The report highlighted that unemployment is running at 12 per cent in Bankstown, double the rate of Greater Sydney (6 per cent). The suburb also has a higher proportion of residents born overseas and a higher number of renters compared to Greater Sydney.
It also noted that Bankstown's median household income is ~$58,240 per annum, which is 36 per cent below the Greater Sydney average and 22 per cent below the national median of $74,776.
The report said: “Despite a significant difference in household income, the median house price in Bankstown is currently $1 million, just ~15 per cent below the Greater Sydney average of ~$1.2 million and a huge ~56 per cent above the national average of $640,000.
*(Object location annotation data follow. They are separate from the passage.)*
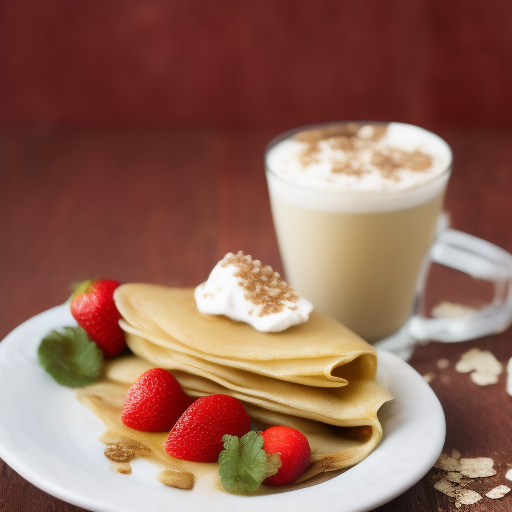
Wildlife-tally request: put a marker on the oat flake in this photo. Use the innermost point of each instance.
(477, 467)
(429, 377)
(484, 366)
(498, 492)
(467, 497)
(442, 364)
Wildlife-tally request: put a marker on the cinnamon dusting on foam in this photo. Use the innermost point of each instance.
(355, 142)
(262, 286)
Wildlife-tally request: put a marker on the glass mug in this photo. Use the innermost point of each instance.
(360, 253)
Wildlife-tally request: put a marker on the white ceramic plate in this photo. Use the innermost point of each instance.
(51, 440)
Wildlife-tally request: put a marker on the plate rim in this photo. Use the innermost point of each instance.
(60, 315)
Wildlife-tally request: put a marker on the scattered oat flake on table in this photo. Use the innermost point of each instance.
(442, 364)
(454, 476)
(429, 377)
(447, 309)
(498, 492)
(484, 366)
(477, 467)
(467, 497)
(447, 463)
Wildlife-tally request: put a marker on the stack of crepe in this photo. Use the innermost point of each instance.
(318, 377)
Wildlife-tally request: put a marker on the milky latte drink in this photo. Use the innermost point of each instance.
(355, 209)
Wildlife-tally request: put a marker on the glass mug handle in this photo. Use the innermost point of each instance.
(481, 260)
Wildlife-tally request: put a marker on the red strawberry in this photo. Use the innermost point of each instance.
(154, 402)
(294, 452)
(94, 309)
(197, 435)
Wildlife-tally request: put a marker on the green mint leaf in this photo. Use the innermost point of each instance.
(70, 357)
(243, 464)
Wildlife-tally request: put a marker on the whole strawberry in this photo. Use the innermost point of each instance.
(276, 456)
(293, 449)
(93, 307)
(197, 435)
(154, 402)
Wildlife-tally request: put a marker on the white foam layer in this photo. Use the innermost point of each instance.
(315, 186)
(222, 294)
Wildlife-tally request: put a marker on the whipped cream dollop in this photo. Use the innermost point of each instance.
(244, 290)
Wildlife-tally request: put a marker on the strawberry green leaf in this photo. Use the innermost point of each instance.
(244, 464)
(70, 357)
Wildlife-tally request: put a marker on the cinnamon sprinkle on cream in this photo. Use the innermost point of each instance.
(262, 286)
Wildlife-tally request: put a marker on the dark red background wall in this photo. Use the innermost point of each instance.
(437, 63)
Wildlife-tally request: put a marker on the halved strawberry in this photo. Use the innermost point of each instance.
(197, 435)
(154, 402)
(93, 307)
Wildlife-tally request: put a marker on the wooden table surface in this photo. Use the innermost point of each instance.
(164, 205)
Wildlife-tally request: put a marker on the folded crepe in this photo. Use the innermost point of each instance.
(317, 377)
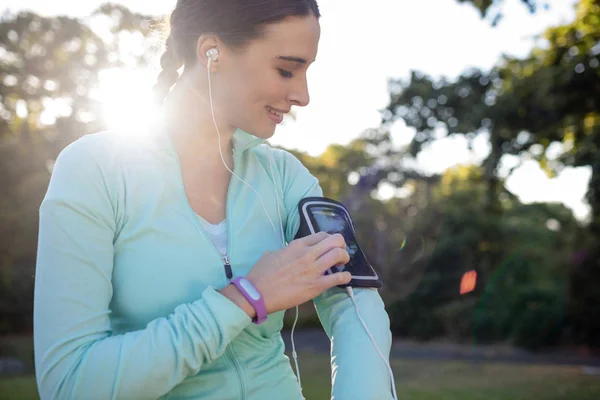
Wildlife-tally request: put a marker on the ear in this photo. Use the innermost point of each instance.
(205, 43)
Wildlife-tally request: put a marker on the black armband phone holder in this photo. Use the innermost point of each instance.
(322, 214)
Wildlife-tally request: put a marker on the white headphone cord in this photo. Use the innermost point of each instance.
(294, 354)
(387, 364)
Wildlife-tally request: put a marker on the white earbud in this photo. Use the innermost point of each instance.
(212, 54)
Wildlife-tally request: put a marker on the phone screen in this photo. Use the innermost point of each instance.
(333, 221)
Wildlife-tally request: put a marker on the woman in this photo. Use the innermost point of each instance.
(141, 238)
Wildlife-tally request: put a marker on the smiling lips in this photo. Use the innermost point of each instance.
(276, 115)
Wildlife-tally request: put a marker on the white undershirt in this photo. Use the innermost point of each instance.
(217, 233)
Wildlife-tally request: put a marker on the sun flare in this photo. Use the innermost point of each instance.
(126, 98)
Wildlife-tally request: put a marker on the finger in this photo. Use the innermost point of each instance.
(333, 241)
(313, 239)
(333, 257)
(331, 280)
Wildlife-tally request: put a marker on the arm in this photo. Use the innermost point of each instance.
(357, 370)
(76, 355)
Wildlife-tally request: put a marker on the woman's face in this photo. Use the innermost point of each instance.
(254, 87)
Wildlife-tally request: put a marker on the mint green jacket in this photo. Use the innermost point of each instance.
(126, 289)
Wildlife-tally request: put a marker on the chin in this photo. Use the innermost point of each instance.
(263, 132)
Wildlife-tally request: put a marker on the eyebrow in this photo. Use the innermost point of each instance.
(294, 59)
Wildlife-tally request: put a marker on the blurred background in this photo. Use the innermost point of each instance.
(463, 135)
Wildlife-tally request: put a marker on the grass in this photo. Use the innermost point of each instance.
(415, 379)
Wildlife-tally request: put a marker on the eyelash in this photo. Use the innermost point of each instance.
(285, 74)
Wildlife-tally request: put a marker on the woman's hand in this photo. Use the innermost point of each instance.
(296, 273)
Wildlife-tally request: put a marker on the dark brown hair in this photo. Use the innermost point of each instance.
(235, 22)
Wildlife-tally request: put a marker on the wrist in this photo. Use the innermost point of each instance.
(234, 295)
(253, 296)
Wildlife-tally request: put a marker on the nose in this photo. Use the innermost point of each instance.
(299, 95)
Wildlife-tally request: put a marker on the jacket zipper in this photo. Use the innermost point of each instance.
(238, 369)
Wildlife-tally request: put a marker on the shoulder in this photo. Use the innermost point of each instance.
(285, 161)
(104, 150)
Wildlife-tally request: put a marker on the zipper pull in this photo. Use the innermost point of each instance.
(227, 266)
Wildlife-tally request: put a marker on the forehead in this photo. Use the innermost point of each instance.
(292, 36)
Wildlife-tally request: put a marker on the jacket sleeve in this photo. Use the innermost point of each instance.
(76, 354)
(358, 372)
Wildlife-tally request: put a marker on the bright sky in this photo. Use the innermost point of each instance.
(360, 48)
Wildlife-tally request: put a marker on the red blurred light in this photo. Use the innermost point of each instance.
(468, 282)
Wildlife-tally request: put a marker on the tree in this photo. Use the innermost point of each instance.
(492, 9)
(46, 61)
(525, 105)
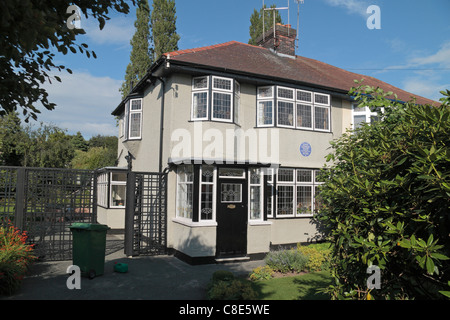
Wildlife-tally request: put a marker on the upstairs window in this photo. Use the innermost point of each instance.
(213, 98)
(135, 119)
(291, 108)
(363, 115)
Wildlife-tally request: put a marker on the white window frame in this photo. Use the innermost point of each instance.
(319, 103)
(312, 115)
(193, 118)
(228, 92)
(328, 118)
(214, 192)
(116, 183)
(304, 101)
(178, 216)
(130, 113)
(363, 112)
(260, 112)
(293, 114)
(261, 195)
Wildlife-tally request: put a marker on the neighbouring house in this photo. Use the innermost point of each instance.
(242, 130)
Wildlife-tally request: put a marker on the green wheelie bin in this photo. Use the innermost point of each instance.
(88, 248)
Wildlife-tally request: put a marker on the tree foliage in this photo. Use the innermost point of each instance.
(163, 25)
(141, 57)
(31, 31)
(256, 22)
(387, 200)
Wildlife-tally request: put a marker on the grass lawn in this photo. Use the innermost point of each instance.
(301, 287)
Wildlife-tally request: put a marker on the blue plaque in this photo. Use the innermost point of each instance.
(305, 149)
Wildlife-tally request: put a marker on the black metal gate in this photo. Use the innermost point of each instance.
(146, 214)
(45, 202)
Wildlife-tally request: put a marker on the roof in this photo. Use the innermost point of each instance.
(241, 58)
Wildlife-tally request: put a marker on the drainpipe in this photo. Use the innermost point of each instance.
(161, 125)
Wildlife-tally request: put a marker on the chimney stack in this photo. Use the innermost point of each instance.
(281, 41)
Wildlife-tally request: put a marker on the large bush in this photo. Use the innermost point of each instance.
(386, 200)
(15, 258)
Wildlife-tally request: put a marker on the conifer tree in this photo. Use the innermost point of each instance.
(163, 24)
(256, 22)
(141, 57)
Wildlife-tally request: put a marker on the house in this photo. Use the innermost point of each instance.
(242, 130)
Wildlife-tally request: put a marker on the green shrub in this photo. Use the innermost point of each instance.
(15, 258)
(223, 275)
(286, 260)
(386, 201)
(261, 273)
(224, 286)
(318, 258)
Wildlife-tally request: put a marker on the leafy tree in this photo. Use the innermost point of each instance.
(256, 22)
(79, 143)
(94, 158)
(31, 31)
(163, 24)
(386, 201)
(46, 147)
(141, 57)
(10, 133)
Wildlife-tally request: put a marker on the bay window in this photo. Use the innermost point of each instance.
(213, 98)
(296, 109)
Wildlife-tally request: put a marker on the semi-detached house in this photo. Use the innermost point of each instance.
(242, 131)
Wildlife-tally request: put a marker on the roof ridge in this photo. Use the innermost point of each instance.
(198, 49)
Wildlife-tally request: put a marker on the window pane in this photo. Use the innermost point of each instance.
(265, 113)
(207, 173)
(358, 120)
(321, 98)
(185, 196)
(304, 175)
(285, 175)
(304, 199)
(285, 113)
(321, 116)
(222, 105)
(231, 173)
(231, 192)
(200, 83)
(118, 193)
(119, 176)
(186, 173)
(200, 105)
(136, 104)
(304, 96)
(206, 208)
(304, 116)
(285, 93)
(255, 202)
(135, 125)
(255, 176)
(265, 92)
(223, 84)
(285, 200)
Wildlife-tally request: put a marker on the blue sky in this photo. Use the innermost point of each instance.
(410, 51)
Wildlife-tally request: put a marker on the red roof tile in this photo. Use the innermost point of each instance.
(244, 58)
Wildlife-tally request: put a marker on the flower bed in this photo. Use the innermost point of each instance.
(15, 258)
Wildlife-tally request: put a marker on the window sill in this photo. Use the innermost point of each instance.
(259, 223)
(190, 223)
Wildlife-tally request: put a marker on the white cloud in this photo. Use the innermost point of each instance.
(352, 6)
(84, 103)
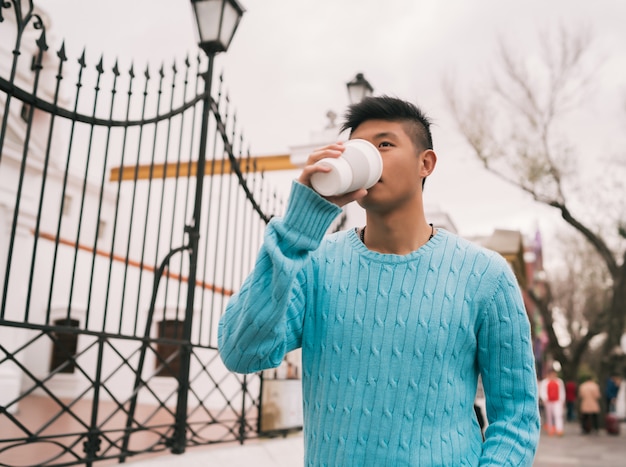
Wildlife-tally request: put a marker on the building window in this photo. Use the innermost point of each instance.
(64, 346)
(168, 355)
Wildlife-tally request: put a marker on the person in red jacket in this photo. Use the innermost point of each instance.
(552, 394)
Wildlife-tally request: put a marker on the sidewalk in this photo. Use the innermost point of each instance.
(572, 449)
(575, 449)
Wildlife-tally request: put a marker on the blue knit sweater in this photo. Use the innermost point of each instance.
(392, 345)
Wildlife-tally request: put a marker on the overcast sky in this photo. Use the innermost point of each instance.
(290, 60)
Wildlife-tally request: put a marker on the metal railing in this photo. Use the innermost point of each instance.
(121, 241)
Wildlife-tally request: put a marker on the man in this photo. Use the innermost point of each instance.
(589, 395)
(552, 393)
(571, 395)
(396, 320)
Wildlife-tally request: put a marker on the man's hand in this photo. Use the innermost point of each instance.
(332, 150)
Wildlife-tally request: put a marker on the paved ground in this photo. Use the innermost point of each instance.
(572, 449)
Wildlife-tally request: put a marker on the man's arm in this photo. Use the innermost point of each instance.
(263, 320)
(506, 363)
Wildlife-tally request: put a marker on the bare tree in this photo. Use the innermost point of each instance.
(573, 304)
(519, 124)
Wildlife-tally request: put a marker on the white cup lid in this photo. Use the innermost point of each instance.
(334, 182)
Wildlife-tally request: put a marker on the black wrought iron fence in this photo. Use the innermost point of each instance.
(120, 243)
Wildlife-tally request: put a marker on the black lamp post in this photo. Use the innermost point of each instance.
(359, 88)
(216, 21)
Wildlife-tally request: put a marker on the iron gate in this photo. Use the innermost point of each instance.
(117, 256)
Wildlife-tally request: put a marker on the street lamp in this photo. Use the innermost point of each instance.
(216, 22)
(359, 88)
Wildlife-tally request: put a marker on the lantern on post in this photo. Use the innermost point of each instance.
(359, 88)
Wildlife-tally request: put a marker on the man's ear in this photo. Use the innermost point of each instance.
(429, 161)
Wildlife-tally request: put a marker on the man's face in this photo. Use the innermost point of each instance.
(400, 181)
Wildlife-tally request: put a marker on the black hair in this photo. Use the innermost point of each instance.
(391, 109)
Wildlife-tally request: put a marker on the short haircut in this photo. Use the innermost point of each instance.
(391, 109)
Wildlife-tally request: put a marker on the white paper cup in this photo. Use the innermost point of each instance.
(360, 166)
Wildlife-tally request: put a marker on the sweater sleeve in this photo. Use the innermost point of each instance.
(506, 363)
(263, 320)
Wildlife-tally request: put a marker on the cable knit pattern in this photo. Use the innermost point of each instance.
(391, 345)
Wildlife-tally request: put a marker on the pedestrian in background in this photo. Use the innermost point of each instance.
(552, 393)
(571, 393)
(396, 319)
(589, 394)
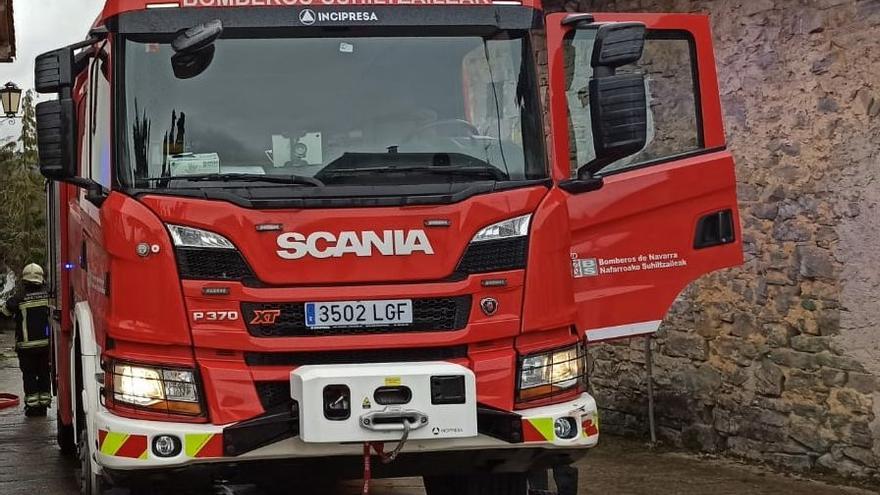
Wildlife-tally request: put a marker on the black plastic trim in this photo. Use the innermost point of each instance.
(270, 198)
(406, 355)
(169, 21)
(715, 229)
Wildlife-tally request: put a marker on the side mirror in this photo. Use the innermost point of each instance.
(53, 71)
(56, 140)
(618, 102)
(194, 49)
(618, 44)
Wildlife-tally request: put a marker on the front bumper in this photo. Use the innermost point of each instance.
(126, 444)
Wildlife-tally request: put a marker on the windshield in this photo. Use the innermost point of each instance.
(334, 112)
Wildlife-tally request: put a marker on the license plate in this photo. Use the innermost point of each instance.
(359, 313)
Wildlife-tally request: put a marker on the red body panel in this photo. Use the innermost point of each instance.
(143, 311)
(259, 248)
(647, 213)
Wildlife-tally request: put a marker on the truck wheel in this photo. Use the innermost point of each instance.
(90, 483)
(64, 437)
(481, 484)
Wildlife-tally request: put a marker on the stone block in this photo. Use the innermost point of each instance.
(689, 345)
(829, 360)
(769, 379)
(815, 262)
(798, 463)
(806, 343)
(862, 382)
(794, 359)
(700, 437)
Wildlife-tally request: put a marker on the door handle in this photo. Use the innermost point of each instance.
(715, 229)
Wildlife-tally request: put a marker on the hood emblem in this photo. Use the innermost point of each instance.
(489, 306)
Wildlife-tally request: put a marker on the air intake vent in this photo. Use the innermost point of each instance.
(211, 264)
(495, 256)
(429, 315)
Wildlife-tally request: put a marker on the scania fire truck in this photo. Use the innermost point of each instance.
(289, 236)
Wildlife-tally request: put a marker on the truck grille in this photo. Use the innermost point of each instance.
(429, 315)
(494, 256)
(211, 264)
(360, 356)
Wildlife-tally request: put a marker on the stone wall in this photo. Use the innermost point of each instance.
(779, 360)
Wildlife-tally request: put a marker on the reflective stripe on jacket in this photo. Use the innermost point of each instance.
(31, 313)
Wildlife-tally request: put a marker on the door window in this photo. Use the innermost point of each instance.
(673, 112)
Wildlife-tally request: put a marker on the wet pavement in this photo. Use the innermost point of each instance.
(31, 464)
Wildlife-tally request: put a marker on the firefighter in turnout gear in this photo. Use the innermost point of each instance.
(29, 307)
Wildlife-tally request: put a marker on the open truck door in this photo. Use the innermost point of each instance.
(639, 150)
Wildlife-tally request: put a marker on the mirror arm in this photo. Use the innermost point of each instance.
(95, 193)
(583, 185)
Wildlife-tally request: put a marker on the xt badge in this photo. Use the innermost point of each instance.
(265, 316)
(489, 306)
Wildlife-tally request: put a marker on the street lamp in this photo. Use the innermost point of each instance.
(10, 98)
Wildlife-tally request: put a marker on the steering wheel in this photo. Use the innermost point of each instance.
(451, 124)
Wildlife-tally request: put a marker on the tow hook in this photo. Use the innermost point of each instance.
(390, 419)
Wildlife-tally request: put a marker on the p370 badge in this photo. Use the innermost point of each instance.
(200, 316)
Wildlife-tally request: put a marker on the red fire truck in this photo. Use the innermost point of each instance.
(286, 232)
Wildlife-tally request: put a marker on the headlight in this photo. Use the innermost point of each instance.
(514, 227)
(549, 373)
(167, 390)
(197, 238)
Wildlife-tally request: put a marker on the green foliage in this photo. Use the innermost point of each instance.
(22, 197)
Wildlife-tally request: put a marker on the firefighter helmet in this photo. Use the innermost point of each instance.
(33, 273)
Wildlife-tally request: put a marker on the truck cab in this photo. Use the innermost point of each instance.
(286, 235)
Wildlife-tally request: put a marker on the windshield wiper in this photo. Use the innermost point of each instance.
(275, 179)
(486, 171)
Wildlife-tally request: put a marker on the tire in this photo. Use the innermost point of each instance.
(90, 483)
(483, 484)
(64, 437)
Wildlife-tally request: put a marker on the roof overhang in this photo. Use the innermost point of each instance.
(7, 32)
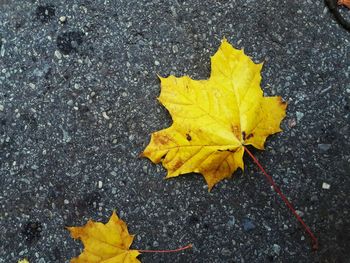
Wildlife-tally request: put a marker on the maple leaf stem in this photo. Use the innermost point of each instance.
(165, 251)
(285, 199)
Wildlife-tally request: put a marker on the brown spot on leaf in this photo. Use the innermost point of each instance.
(177, 165)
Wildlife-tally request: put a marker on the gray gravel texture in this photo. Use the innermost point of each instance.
(78, 90)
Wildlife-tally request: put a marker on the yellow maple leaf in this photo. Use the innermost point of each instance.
(213, 119)
(107, 243)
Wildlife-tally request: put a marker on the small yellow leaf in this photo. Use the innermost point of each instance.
(213, 119)
(107, 243)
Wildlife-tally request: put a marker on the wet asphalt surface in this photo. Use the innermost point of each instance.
(78, 88)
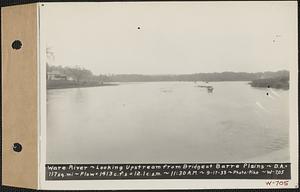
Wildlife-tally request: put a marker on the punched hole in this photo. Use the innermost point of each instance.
(17, 44)
(17, 147)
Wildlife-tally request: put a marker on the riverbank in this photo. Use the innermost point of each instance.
(64, 84)
(277, 83)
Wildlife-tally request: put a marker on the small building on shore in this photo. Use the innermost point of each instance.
(55, 75)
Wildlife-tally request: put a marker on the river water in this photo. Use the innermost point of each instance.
(167, 122)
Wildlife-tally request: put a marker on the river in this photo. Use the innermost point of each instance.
(167, 122)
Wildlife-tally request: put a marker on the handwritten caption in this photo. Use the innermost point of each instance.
(168, 171)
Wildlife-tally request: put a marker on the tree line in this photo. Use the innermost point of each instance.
(80, 74)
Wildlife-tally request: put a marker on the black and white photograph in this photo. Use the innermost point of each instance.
(168, 83)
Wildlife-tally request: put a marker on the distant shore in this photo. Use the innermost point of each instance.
(64, 84)
(277, 83)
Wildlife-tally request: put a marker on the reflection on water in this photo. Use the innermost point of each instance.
(167, 122)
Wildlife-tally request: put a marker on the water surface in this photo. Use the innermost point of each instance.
(167, 122)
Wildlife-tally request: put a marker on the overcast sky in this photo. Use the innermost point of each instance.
(172, 38)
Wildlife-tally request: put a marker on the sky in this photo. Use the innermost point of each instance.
(171, 37)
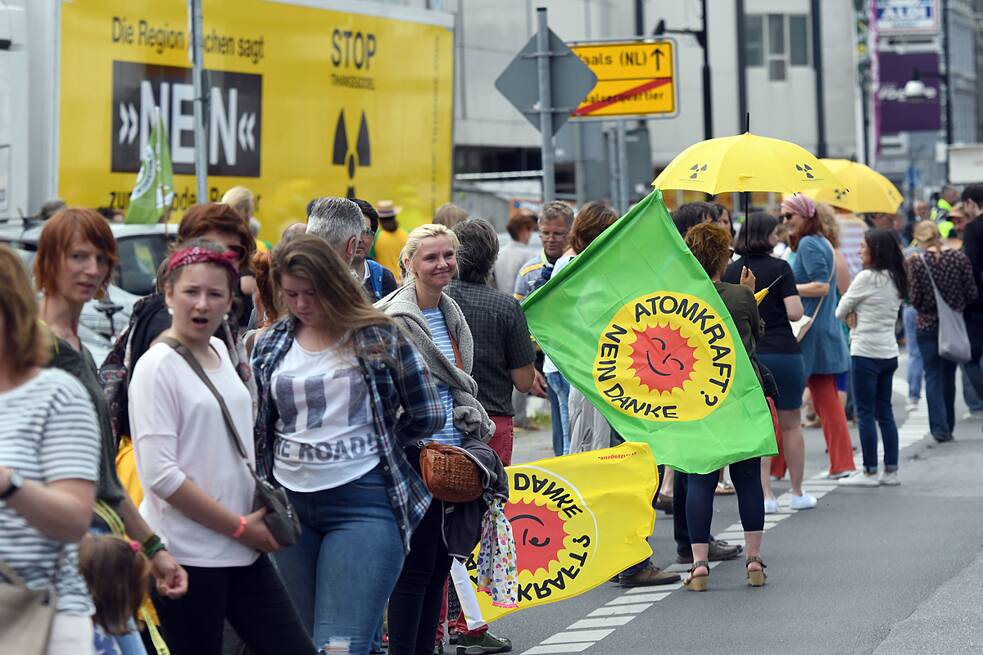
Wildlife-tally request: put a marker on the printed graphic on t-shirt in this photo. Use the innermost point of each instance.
(325, 435)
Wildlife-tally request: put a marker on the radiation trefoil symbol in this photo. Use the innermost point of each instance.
(807, 169)
(351, 158)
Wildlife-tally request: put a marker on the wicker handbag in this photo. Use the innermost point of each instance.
(450, 474)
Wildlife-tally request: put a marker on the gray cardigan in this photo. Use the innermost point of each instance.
(469, 416)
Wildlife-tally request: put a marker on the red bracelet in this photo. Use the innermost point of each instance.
(241, 528)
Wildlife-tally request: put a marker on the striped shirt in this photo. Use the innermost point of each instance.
(48, 432)
(442, 339)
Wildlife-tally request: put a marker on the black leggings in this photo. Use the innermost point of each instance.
(746, 476)
(414, 606)
(252, 598)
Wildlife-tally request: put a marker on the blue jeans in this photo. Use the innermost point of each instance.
(940, 385)
(559, 393)
(916, 367)
(972, 399)
(872, 380)
(345, 565)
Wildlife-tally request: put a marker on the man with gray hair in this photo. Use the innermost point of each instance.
(339, 222)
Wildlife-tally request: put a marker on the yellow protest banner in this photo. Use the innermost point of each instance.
(344, 99)
(577, 521)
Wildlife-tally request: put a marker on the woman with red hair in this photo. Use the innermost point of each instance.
(824, 348)
(75, 260)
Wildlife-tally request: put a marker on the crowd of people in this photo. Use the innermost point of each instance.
(250, 450)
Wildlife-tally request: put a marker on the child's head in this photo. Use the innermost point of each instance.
(117, 573)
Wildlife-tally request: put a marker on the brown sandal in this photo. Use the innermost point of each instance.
(756, 578)
(698, 582)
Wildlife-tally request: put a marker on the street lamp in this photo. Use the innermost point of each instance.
(704, 42)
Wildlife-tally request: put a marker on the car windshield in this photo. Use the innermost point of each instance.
(139, 257)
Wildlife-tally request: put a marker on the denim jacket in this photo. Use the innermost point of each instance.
(404, 401)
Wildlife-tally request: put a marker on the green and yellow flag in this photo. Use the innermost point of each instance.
(577, 521)
(636, 325)
(154, 190)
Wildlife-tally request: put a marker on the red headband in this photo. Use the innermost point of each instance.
(198, 255)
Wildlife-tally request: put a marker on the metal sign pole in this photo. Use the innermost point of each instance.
(197, 72)
(545, 104)
(612, 146)
(624, 186)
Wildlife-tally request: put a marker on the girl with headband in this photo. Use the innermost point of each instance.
(824, 349)
(199, 493)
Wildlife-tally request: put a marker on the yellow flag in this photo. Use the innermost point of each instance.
(577, 520)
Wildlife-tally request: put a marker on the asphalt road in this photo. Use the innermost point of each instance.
(870, 570)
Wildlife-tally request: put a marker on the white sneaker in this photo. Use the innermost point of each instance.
(805, 501)
(889, 479)
(860, 479)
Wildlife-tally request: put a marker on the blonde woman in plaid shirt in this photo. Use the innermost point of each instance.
(342, 393)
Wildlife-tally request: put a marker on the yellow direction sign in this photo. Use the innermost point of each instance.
(634, 78)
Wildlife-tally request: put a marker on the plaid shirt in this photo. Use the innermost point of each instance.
(404, 401)
(501, 342)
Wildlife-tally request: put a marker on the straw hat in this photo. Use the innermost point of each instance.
(387, 209)
(927, 233)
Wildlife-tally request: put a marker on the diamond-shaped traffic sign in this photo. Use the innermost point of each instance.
(570, 81)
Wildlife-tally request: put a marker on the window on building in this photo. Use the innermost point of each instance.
(754, 40)
(798, 36)
(777, 41)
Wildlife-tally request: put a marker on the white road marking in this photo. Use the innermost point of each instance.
(647, 598)
(584, 624)
(621, 609)
(558, 648)
(578, 636)
(587, 632)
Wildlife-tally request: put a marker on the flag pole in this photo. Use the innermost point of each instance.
(197, 73)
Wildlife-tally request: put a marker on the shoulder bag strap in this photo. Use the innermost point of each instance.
(195, 365)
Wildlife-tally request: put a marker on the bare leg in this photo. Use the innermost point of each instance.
(701, 552)
(793, 446)
(766, 478)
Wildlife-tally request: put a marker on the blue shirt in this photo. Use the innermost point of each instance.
(824, 347)
(442, 339)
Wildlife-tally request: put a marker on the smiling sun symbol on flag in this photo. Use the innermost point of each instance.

“Disturbingly, the current median house price places Bankstown's house-price-to-household-income ratio to ~17.2x, which is more on par with Hong Kong (18.1x) than Greater Sydney at 12.9x.”
Citi believes that the high level of rental properties in Bankstown means that the division between house prices and household income can be attributed to multi-property investors who reside outside the Bankstown local area.
“In Australia, the unrelenting rise of house prices, accompanied by higher and higher levels of household debt, is emerging as one of the most important economic and social issues of our time,” the report warned.
“Since 2003, Australian house prices have more than doubled, with Sydney growing just below the national average for the eight capital cities.
“Over the same period, household debt to household income [ratio] has risen from 140 per cent to 194 per cent."
Citi fears that the proliferation of interest-only lending, which is “unique” to Australia, coupled with forecasts for slower growth and rate increases over the coming years, suggests that investors won’t be able to “ride out” the cycle. Instead, they could be forced to sell off their properties.
Meanwhile, the report considered the high number of owner-occupiers on interest-only mortgages.
“The proliferation of multi-property investment households has also driven a rise in interest-only finance utilisation by owner-occupied borrowers,” it said.
“These borrowers reside in suburbs like Hornsby where they compete with investors and overseas borrowers. These borrowers are more susceptible to interest rate rises, given higher average borrowing levels and higher average loan-to-value ratios.”